いじめがメインテーマである本作は、決して読んでいて気持ちの良いものではない。昔の自分の嫌な体験もフラッシュバックしてきて、正直辛かった。でも、『聲の形』の登場人物たちの弱さや脆さ、そして強さが愛おしいと思った。

この作品は耳の聞こえない少女・西宮硝子をめぐる元クラスメート達の物語である。主人公の石田将也は小学校に転向してきた彼女を退屈しのぎにいじめるのだが、彼女をいじめていたせいで、今度は自分がいじめられることになる。いじめられてはじめて他人の痛みがわかるようになった将也だが、覆水盆に返らず。傷つけてしまった硝子の心の傷は、生半可なことでは癒せない。

子供は、大した理由もなくいじめに走ることが多いと思う。それは、自分こそが世界の中心で、他人にも心があると考えが及ばないせいだと思う。私も子供の頃にそうだった。自分の言動が人を傷つけるとは露ほども思わず、注意されて初めて「悪いことをしたな」と反省したことがある。この世の中は自分中心に回っているわけではなく、自分は世界に対してちっぽけな存在でしかないのだと悟ったら、私は自分の言動で人を傷つけるのが怖くなった。

 『聲の形』には、石田将也以外にも様々な「しくじり」を抱えたキャラクターが登場する。西宮硝子をサポートしようとしたけれど「点数稼ぎ」と陰口を叩かれて登校拒否になった佐原みよこ。硝子を憎み、好意を寄せる将也にも素直になれない植野直花。内心硝子を快く思っていなかったのに、自分は決していじめに加わっていないと主張する川井みき。いじめられた過去を晴らすことに執着する、真柴智。

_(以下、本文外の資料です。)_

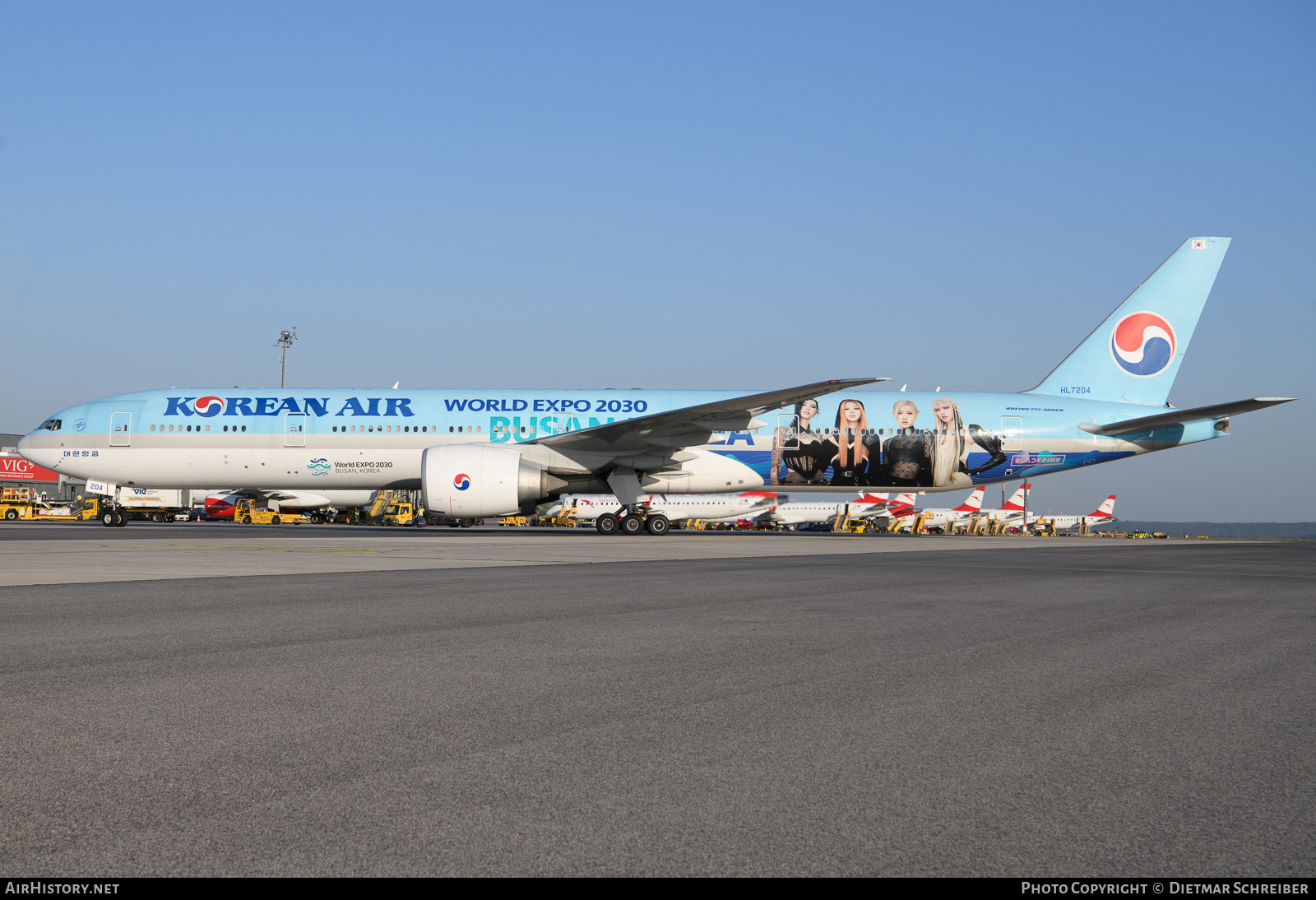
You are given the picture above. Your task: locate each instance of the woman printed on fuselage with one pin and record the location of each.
(908, 452)
(850, 461)
(952, 443)
(949, 445)
(800, 449)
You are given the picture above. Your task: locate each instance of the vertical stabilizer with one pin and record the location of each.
(974, 503)
(1019, 498)
(1105, 509)
(1135, 355)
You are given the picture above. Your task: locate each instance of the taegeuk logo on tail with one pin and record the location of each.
(1142, 344)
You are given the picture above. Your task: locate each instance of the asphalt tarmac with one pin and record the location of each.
(1069, 709)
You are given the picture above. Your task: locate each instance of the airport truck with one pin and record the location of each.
(155, 504)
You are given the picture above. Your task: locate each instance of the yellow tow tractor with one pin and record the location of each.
(25, 504)
(248, 513)
(403, 513)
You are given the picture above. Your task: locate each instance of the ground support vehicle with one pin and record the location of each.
(155, 504)
(25, 504)
(247, 513)
(403, 513)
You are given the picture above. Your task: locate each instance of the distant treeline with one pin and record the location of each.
(1280, 531)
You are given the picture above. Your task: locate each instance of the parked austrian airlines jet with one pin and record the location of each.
(1012, 511)
(795, 512)
(1105, 515)
(944, 517)
(484, 452)
(675, 507)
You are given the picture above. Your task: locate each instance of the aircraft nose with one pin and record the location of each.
(41, 456)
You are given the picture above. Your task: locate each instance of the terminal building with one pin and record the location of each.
(17, 472)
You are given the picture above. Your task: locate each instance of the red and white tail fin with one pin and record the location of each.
(901, 505)
(1105, 509)
(974, 503)
(1019, 498)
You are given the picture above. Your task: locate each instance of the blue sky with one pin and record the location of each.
(666, 195)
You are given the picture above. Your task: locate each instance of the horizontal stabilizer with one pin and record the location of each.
(682, 428)
(1177, 416)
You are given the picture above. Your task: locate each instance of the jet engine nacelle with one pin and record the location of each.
(706, 472)
(469, 480)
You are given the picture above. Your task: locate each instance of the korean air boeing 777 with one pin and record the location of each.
(484, 452)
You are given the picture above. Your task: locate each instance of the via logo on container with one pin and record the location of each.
(1142, 344)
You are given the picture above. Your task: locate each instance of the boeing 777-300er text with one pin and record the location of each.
(486, 452)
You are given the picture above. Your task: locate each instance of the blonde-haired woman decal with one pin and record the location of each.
(952, 443)
(949, 445)
(850, 465)
(908, 452)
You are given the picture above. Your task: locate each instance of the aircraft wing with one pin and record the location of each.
(693, 425)
(1177, 416)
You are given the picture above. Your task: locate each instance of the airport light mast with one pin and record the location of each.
(285, 341)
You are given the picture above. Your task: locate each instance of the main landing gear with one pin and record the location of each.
(632, 522)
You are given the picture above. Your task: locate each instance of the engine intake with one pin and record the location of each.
(477, 479)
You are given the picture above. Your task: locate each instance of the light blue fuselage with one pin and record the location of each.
(373, 438)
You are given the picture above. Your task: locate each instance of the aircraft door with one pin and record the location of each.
(294, 429)
(1012, 434)
(786, 428)
(120, 429)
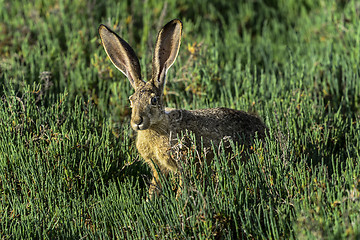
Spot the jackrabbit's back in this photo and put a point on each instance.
(215, 124)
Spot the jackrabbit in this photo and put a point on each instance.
(158, 127)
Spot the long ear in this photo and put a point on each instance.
(166, 50)
(121, 55)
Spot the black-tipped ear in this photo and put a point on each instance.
(166, 50)
(121, 55)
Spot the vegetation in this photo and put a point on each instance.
(68, 163)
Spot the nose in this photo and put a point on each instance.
(138, 120)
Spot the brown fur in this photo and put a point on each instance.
(158, 127)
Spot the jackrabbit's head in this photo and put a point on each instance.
(147, 101)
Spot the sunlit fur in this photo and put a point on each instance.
(158, 128)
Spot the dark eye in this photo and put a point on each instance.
(154, 100)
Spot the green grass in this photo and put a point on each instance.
(68, 162)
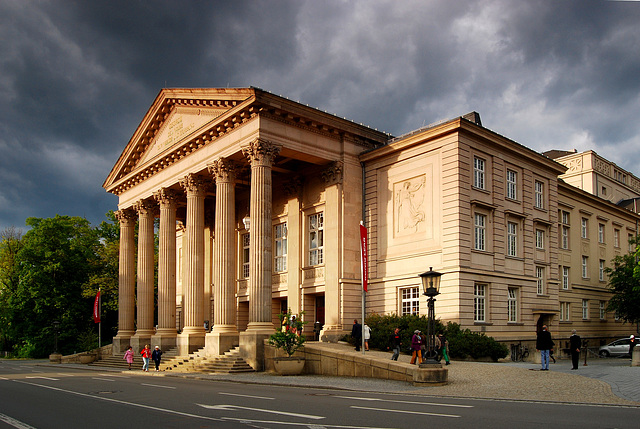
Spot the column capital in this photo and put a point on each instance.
(145, 207)
(194, 184)
(165, 196)
(261, 152)
(333, 174)
(223, 170)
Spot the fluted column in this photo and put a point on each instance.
(193, 282)
(224, 276)
(166, 269)
(126, 280)
(146, 213)
(260, 154)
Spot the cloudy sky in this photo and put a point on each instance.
(76, 77)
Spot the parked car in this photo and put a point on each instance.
(615, 348)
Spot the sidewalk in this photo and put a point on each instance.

作者の方も同じことを言っていたけれど、どちらかと言えば私も佐原さんが好きだ。彼女もいじめを受けて引きこもってしまったが、高校生になった今では、どんなこともしなやかに受け止める強さがある人だから。

高校で初めて石田将也の友達になる三枚目の好青年・永束君に加えて、硝子の妹の結弦も結構好きだ。最初は自称・硝子の彼氏として登場したボーイッシュな彼女は、障害のある姉を持つがゆえに、強くならなきゃと人一倍頑張る。男の子みたいな格好も姉を守りたいがゆえ。動物の死骸の写真を撮るのが趣味な中二病的なイタイ子かと思いきや、実はそれにも深い理由があったりする。(鳩の死骸のあった部分が空白になった写真は、深い意味がありそうで気になった。映画『アメリカン・ビューティ』の、少し偏執的で病的な少年を思い出した。)唯一結弦が自分の弱さをさらけ出せるおばあちゃんが亡くなってしまったシーンは、こっちも泣いてしまった。

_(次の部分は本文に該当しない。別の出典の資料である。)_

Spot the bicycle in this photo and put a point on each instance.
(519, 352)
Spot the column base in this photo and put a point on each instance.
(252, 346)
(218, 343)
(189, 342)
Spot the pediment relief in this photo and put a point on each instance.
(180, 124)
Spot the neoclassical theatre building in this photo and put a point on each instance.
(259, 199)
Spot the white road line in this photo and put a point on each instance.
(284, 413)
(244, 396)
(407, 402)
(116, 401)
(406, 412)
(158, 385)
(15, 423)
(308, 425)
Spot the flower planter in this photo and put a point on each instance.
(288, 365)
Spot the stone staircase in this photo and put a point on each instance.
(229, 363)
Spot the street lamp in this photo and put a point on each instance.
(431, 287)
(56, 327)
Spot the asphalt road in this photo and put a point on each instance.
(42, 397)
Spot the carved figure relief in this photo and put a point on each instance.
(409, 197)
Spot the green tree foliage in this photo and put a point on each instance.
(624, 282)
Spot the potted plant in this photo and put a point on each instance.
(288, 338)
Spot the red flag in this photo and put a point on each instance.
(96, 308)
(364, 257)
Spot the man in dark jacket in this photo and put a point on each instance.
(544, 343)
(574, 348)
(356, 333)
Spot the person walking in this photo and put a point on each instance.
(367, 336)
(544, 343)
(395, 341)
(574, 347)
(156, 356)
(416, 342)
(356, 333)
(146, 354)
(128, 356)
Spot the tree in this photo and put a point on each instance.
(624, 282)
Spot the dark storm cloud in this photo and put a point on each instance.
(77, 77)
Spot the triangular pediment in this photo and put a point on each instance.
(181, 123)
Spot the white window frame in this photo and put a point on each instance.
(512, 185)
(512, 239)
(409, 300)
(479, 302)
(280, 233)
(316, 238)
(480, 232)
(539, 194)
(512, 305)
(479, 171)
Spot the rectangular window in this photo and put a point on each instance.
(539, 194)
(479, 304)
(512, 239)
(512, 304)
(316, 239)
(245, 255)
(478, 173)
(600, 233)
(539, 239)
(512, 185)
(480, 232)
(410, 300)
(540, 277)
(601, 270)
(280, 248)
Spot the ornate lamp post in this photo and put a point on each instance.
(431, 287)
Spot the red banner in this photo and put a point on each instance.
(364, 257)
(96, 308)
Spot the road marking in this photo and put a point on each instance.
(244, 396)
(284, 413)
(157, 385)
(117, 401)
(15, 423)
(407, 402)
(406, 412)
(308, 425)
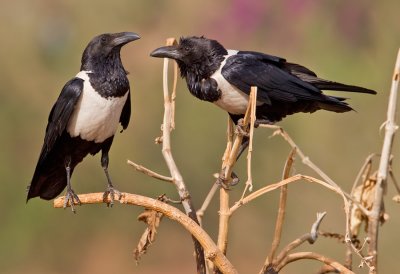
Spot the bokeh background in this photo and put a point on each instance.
(41, 44)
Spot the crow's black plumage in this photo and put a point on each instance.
(85, 117)
(224, 77)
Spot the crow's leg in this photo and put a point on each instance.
(110, 188)
(70, 196)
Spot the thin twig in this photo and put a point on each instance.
(227, 167)
(363, 170)
(211, 250)
(253, 105)
(150, 172)
(271, 187)
(168, 124)
(281, 209)
(311, 237)
(215, 186)
(390, 129)
(314, 256)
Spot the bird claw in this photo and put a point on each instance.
(241, 129)
(112, 192)
(222, 181)
(71, 198)
(259, 122)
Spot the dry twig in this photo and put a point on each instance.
(390, 129)
(211, 250)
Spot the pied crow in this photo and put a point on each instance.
(85, 118)
(224, 77)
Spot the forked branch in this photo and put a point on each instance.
(211, 250)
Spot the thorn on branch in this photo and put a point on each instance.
(315, 227)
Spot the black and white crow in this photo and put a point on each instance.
(85, 118)
(224, 77)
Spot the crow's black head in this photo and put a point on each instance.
(105, 49)
(197, 55)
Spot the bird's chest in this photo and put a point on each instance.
(231, 98)
(95, 118)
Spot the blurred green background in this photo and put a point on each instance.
(41, 44)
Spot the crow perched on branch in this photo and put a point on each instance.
(224, 77)
(85, 118)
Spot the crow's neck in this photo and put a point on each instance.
(197, 72)
(107, 75)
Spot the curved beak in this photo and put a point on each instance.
(171, 52)
(123, 38)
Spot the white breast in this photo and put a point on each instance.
(232, 99)
(95, 118)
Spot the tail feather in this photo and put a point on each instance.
(48, 181)
(329, 85)
(309, 76)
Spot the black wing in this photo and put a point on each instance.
(60, 114)
(126, 112)
(282, 92)
(248, 69)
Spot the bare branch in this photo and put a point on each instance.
(314, 256)
(281, 209)
(211, 250)
(390, 129)
(311, 237)
(150, 172)
(167, 126)
(272, 187)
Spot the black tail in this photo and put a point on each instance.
(310, 77)
(329, 85)
(50, 177)
(49, 180)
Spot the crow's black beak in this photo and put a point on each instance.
(171, 52)
(123, 38)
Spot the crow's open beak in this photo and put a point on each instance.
(171, 52)
(123, 38)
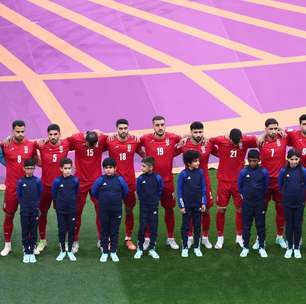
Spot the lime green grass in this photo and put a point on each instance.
(218, 277)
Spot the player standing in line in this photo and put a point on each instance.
(163, 147)
(15, 153)
(231, 151)
(122, 148)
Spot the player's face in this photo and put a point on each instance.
(159, 127)
(19, 133)
(293, 161)
(108, 170)
(54, 136)
(123, 131)
(272, 130)
(197, 135)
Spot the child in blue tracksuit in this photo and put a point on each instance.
(110, 190)
(29, 190)
(64, 190)
(191, 190)
(149, 187)
(253, 184)
(292, 184)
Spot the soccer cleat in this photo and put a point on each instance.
(172, 243)
(153, 254)
(288, 254)
(7, 249)
(114, 257)
(26, 259)
(190, 241)
(297, 253)
(244, 253)
(42, 244)
(61, 256)
(220, 242)
(104, 257)
(185, 253)
(239, 240)
(32, 258)
(198, 252)
(138, 254)
(280, 241)
(71, 256)
(206, 242)
(262, 252)
(146, 244)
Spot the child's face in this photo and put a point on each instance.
(293, 161)
(108, 170)
(253, 162)
(66, 170)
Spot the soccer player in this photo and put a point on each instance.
(122, 149)
(29, 190)
(161, 145)
(15, 153)
(231, 151)
(88, 148)
(51, 152)
(198, 143)
(273, 158)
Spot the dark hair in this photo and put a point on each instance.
(109, 162)
(235, 136)
(253, 153)
(302, 117)
(196, 125)
(122, 121)
(29, 162)
(65, 161)
(189, 156)
(271, 121)
(149, 161)
(18, 123)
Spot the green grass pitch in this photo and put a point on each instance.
(219, 277)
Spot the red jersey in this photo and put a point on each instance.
(297, 140)
(15, 154)
(231, 157)
(273, 154)
(50, 160)
(123, 152)
(87, 160)
(163, 150)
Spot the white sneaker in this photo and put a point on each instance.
(263, 252)
(26, 259)
(76, 246)
(220, 242)
(172, 243)
(206, 242)
(288, 254)
(153, 254)
(244, 253)
(61, 256)
(185, 253)
(190, 241)
(104, 257)
(7, 249)
(114, 257)
(138, 254)
(146, 244)
(198, 252)
(297, 253)
(280, 241)
(32, 258)
(239, 240)
(42, 244)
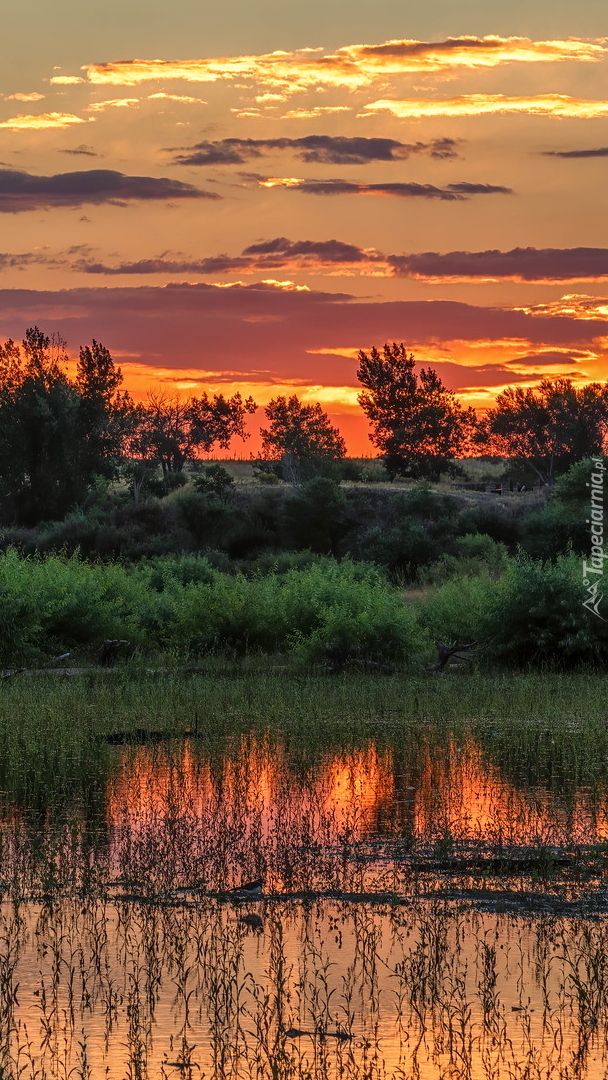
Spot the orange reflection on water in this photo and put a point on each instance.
(253, 810)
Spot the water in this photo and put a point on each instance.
(427, 913)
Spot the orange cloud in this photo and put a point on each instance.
(118, 103)
(176, 97)
(352, 66)
(25, 97)
(42, 121)
(319, 110)
(476, 105)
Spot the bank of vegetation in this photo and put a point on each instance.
(113, 528)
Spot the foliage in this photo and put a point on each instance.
(549, 427)
(56, 435)
(471, 555)
(531, 617)
(171, 431)
(315, 516)
(214, 480)
(417, 422)
(300, 437)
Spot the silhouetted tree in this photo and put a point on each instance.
(548, 427)
(418, 424)
(301, 437)
(56, 435)
(171, 431)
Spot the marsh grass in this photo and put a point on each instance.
(399, 935)
(327, 990)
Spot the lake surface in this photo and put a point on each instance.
(427, 912)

硝子と結弦のお母さんは、最初は「感じわりいキツいババアだな」と正直思ったけれど、その突っ張ったところも我が子を愛するゆえの愛のムチみたいなものだったんだなとわかったら、めちゃくちゃ感情移入してしまった。本当はとても優しい人なんだろうけど、優しさだけでは生きていけないと身を以て知ったのだろう。

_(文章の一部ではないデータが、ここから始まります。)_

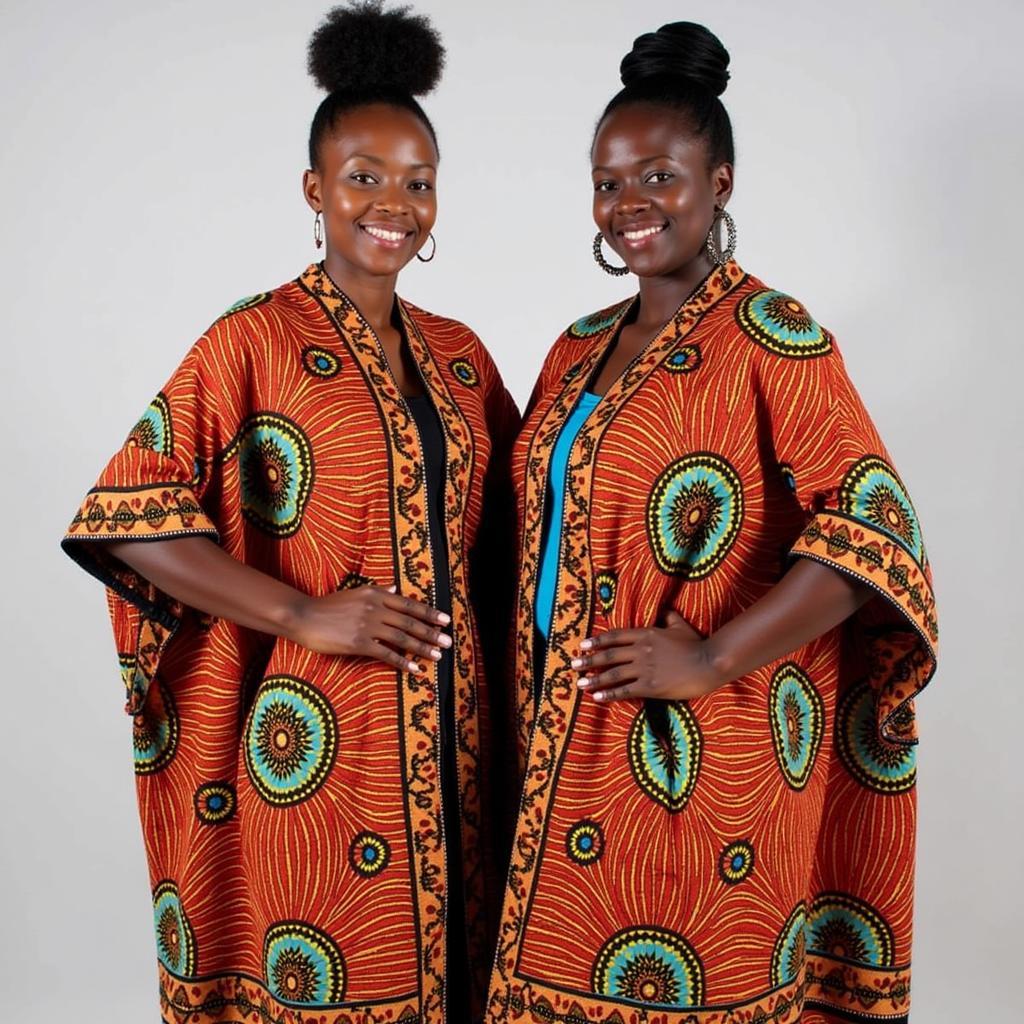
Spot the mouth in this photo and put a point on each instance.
(386, 236)
(637, 236)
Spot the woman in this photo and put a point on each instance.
(295, 633)
(727, 602)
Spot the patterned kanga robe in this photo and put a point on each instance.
(751, 853)
(290, 801)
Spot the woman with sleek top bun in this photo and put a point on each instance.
(724, 613)
(287, 538)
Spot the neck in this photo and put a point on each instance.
(662, 296)
(373, 294)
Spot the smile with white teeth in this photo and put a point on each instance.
(383, 233)
(643, 232)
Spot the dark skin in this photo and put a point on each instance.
(376, 171)
(655, 195)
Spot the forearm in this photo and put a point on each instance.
(198, 572)
(808, 601)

将也のお母さんは、見た目はちょっと派手だけど、エグいいじめをしていた子供の親とは思えない、朗らかで優しい人。うちの母親は硝子たちの母と将也の母を足して2で割ったみたいな人だから(普段優しいけど、怒ると般若になる。)、この作品に出てくる母親像にはリアリティがあった。

いじめには巻き込まれたくないけど自分の体面は保ちたい担任教師も、あるあるですね。でも、この教師もそれだけではないところもいい。

 人の心の傷を癒やすのは生半可なことではないけれど、それでも諦めずにいじめてしまった硝子と対話を続ける将也の姿が印象的だった。どうせわかりあえっこないと諦めてしまうのは簡単だ。だけど、少しでもわかりあいたいと望むなら、相手と向き合うことから逃げてはいけない。それは決して簡単なことではないけれど、逃げてしまえば永遠に過去と和解することはできない。言葉で話せないのなら、手話がある。手話でも通じなければ、何度でも向きあえばいい。

『聲の形』は、ぶつかり合いながらも、人と心を通わせるための勇気を与えてくれる作品だ。